# MNE Groups Data Extraction Challenge - MUR team

Phase 2: ISIN and website search

#### Load libraries

In [None]:
import pandas as pd
import requests
import re
import random
import time
import os
from datetime import datetime
from googlesearch import search
from bs4 import BeautifulSoup
from urllib.parse import urlparse
import yaml

#### Configuration

In [None]:
def load_config(config_file='config.yaml'):
    """
    Loads configuration parameters from a YAML file.

    Parameters:
        config_file (str): The path to the YAML configuration file.

    Returns:
        dict: A dictionary containing the loaded configuration parameters.
    """
    with open(config_file, 'r') as f:
        return yaml.safe_load(f)

In [None]:
config = load_config()

# --- Global Parameters from Config ---
DATA_PATH = config['data_path']
INPUT_FILENAME = config['input_filename']
PAUSE_TIME_MIN = config['pause_time_min']
PAUSE_TIME_MAX = config['pause_time_max']
SEARCH_TIMEOUT = config['search_timeout']
LONG_PAUSE_GROUPS_INTERVAL = config['long_pause_groups_interval']
LONG_PAUSE_TIME = config['long_pause_time']
OUTPUT_PHASE2 = config['output_phase2']
PHASE1_PATTERN = config['phase1_pattern']

#### Functions

In [None]:
def check_isin(isin_code: str) -> bool:
    """
    Verifies if a given string is a valid ISIN code, including the check digit calculation.

    Parameters:
        isin_code (str): The ISIN code to validate.

    Returns:
        bool: True if the ISIN code is valid, False otherwise.
    """
    if not isinstance(isin_code, str) or len(isin_code) != 12:
        return False

    isin_code_upper = isin_code.upper()
    if not isin_code_upper[:2].isalpha() or not isin_code_upper[2:].isalnum() or not isin_code_upper[-1].isdigit():
        return False

    converted_digits = []
    for char in isin_code_upper:
        if '0' <= char <= '9':  
            converted_digits.append(int(char))
        elif 'A' <= char <= 'Z':
            # Convert letters to numbers (A=10, B=11, ..., Z=35) and then split into digits
            converted_digits.extend(divmod(ord(char) - ord('A') + 10, 10))
        else:
            return False 

    total_sum = 0
    # Luhn algorithm: process from right to left
    for i in range(len(converted_digits) - 1, -1, -1):
        digit = converted_digits[i]
        if (len(converted_digits) - 1 - i) % 2 == 1:
            doubled_digit = digit * 2
            if doubled_digit > 9:
                total_sum += (doubled_digit % 10) + (doubled_digit // 10)
            else:
                total_sum += doubled_digit
        else:
            total_sum += digit
    return total_sum % 10 == 0

In [None]:
def search_isin(name: str, max_results: int = 10, timeout: int = SEARCH_TIMEOUT) -> tuple:
    """
    Searches for the ISIN of a company using Google Search.

    Args:
        company_name (str): The name of the company to search for.

    Returns:
        tuple: A tuple containing the ISIN (str) if found, and the source (str).
               Returns (None, None) if ISIN is not found.
    """
    query = f"{name} " + " OR ".join(["isin", "stock"])
    pause_time = random.uniform(PAUSE_TIME_MIN, PAUSE_TIME_MAX)
    time.sleep(pause_time)

    try:
        search_results = list(search(query, num_results=max_results))

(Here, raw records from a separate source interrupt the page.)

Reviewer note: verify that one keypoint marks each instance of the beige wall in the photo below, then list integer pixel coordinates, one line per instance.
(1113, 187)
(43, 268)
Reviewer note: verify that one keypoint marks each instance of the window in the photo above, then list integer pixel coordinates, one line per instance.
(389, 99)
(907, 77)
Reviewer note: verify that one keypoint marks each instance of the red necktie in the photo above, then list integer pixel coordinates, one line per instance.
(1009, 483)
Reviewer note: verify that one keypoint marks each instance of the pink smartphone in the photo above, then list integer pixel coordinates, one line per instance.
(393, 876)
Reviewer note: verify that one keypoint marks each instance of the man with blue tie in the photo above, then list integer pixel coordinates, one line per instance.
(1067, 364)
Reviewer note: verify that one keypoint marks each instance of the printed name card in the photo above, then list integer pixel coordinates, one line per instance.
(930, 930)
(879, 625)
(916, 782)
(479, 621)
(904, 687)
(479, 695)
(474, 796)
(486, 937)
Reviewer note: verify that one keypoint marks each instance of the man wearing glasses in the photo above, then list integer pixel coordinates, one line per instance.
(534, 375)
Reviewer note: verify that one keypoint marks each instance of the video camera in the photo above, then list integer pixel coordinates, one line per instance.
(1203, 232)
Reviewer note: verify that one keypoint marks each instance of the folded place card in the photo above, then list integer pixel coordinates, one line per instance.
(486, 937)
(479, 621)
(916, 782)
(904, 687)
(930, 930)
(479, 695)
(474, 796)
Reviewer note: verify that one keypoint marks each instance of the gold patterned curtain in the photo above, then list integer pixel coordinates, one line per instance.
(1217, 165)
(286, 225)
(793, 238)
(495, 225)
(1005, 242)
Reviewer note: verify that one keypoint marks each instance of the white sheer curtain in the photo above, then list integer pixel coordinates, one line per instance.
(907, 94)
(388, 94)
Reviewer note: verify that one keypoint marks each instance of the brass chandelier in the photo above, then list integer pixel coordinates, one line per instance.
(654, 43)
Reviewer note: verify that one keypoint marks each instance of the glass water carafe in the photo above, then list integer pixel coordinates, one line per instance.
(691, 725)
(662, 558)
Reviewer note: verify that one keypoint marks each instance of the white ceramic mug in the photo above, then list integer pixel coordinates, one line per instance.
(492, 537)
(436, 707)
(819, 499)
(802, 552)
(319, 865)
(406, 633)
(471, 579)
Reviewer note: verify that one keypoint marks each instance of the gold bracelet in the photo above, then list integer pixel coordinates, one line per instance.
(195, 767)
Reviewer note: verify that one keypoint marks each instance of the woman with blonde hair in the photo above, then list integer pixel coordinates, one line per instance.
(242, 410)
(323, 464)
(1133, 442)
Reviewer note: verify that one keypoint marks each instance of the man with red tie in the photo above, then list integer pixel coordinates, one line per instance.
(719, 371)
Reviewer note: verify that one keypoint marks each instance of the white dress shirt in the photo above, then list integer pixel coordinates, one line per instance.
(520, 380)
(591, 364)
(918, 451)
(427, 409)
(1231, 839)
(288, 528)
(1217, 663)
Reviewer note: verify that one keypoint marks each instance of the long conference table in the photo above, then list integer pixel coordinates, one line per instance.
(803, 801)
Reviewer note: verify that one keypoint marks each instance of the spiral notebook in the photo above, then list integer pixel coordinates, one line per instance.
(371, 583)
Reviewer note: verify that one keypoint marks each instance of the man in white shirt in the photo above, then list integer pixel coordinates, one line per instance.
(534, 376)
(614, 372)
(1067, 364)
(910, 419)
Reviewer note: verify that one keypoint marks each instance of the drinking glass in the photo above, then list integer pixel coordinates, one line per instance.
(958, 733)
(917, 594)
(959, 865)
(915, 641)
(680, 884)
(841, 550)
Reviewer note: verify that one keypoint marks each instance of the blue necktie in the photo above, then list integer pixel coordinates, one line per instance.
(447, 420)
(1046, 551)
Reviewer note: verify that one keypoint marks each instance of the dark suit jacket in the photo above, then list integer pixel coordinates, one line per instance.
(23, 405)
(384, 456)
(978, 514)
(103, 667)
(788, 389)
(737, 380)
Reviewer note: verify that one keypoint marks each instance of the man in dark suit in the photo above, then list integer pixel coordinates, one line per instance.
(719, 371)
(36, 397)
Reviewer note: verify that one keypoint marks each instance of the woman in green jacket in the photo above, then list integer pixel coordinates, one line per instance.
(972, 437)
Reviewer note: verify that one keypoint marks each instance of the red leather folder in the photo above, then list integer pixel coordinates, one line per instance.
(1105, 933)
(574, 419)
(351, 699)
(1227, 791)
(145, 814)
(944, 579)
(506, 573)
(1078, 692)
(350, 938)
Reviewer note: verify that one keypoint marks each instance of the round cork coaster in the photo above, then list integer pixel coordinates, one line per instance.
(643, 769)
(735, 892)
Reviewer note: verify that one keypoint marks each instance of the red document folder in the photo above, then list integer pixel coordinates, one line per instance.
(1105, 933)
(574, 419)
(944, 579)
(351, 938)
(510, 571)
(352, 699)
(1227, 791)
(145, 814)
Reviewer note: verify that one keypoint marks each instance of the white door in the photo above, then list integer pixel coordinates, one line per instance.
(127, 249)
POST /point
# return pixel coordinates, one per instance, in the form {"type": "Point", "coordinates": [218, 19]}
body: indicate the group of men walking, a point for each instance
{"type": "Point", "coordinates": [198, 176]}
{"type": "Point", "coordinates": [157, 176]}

        for url in search_results:
            try:
                headers = {
                    "User-Agent": "Mozilla/5.0 (Windows NT 10.0; Win64; x64) "
                                  "AppleWebKit/537.36 (KHTML, like Gecko) "
                                  "Chrome/124.0.0.0 Safari/537.36"
                }
                response = requests.get(url, headers=headers, timeout=timeout)
                response.raise_for_status()
                soup = BeautifulSoup(response.text, "html.parser")
                text = soup.get_text(separator=' ')

                processed_text = re.sub(r'[^a-z0-9\s]', ' ', text.lower())
                isin_pattern = r'\b([a-z]{2}[a-z0-9]{10})\b'
                match = re.search(isin_pattern, processed_text)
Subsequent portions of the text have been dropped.